Fundamentals

TA0040

SIEM Log Management

A practical guide to SIEM log management for SOC analysts — syslog setup, Windows Event Forwarding, log rotation, parsing, normalization, correlation rules, and retention strategies.

View on Graph

What SIEM Log Management Covers and Why It Matters

  • A SIEM (Security Information and Event Management) system is only as useful as the logs it ingests — garbage in, garbage out applies more to SIEM than almost any other security tool.
  • Log management encompasses the full pipeline: generation, collection, transport, parsing, normalization, correlation, storage, and retirement.
  • The three most common transport mechanisms are syslog (for network devices, Linux hosts, and appliances), Windows Event Forwarding (WEF, for Windows endpoints), and API pulls (for cloud services like AWS CloudTrail, Azure AD, and SaaS platforms).
  • MITRE ATT&CK maps log collection and analysis as a detection control spanning multiple techniques — consistent logging is the foundation of T1562.001 (Impair Defenses: Disable or Modify Tools) detection.

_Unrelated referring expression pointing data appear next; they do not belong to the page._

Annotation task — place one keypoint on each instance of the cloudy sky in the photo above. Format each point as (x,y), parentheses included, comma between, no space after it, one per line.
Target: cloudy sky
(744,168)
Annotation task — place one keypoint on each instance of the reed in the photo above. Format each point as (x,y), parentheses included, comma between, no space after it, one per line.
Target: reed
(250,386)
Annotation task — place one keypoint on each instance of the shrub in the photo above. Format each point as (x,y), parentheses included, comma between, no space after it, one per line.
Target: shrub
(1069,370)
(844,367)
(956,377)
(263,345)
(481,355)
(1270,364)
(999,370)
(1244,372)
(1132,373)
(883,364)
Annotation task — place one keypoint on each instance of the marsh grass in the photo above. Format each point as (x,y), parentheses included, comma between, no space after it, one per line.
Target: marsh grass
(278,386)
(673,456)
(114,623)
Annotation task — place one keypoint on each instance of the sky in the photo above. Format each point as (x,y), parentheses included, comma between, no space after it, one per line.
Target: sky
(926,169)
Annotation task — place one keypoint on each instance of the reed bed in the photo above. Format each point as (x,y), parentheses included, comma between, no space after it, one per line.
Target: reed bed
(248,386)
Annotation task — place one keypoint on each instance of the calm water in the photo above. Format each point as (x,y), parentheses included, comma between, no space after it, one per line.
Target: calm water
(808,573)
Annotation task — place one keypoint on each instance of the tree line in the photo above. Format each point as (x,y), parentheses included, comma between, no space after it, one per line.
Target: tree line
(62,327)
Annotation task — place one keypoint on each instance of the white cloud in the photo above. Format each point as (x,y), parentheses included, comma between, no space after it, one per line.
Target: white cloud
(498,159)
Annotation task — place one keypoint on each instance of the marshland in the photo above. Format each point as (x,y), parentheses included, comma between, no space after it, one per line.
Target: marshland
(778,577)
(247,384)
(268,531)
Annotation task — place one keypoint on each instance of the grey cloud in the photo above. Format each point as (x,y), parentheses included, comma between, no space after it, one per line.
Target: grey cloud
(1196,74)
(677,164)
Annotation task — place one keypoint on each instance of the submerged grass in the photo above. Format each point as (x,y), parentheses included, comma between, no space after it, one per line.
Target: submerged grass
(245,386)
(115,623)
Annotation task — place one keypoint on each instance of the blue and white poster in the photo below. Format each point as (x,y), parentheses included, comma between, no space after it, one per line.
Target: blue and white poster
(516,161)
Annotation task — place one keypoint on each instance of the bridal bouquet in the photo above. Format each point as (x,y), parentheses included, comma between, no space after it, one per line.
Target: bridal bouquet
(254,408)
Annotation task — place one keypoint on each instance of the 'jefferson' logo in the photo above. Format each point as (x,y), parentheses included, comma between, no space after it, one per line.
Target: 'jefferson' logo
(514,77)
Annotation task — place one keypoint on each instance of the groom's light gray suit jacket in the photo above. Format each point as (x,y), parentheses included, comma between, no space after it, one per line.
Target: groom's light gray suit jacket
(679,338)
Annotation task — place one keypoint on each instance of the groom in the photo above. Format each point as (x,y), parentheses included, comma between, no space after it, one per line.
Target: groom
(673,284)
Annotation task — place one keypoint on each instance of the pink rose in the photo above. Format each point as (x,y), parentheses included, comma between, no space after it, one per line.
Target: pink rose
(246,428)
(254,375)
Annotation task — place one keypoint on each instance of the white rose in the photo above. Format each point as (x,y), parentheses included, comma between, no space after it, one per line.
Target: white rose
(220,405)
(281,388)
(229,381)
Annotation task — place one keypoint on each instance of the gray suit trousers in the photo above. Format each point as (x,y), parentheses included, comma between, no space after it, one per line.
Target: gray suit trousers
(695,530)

Syslog — The Universal Log Transport

Syslog Formats

Syslog comes in two major RFC standards. Most devices support one or the other:

RFCNameHeader FormatExample
RFC 3164BSD syslog<PRI>TIMESTAMP HOSTNAME MSG<134>Oct 11 22:14:15 myhost Failed password for root
RFC 5424Structured syslog<PRI>VERSION TIMESTAMP HOSTNAME APP PROCID MSGID SD-ELEMENTS MSG<134>1 2026-05-23T19:00:00Z myhost sshd 1234 ID47 [example@0 severity="error"] Failed password

Key difference: RFC 5424 adds structured data elements (SD-ELEMENTS in square brackets), which allows key-value pairs without relying on regex parsing. RFC 3164 is simpler but harder to parse reliably.

Syslog Facilities and Severities

Syslog messages include a facility code (what generated it) and a severity level:

SeverityCodeMeaning
Emergency0System is unusable
Alert1Immediate action required
Critical2Critical condition
Error3Error condition
Warning4Warning condition
Notice5Normal but significant
Informational6Informational message
Debug7Debug-level message

Priority formula: PRI = (facility * 8) + severity. So facility 4 (auth) + severity 3 (error) = PRI 35.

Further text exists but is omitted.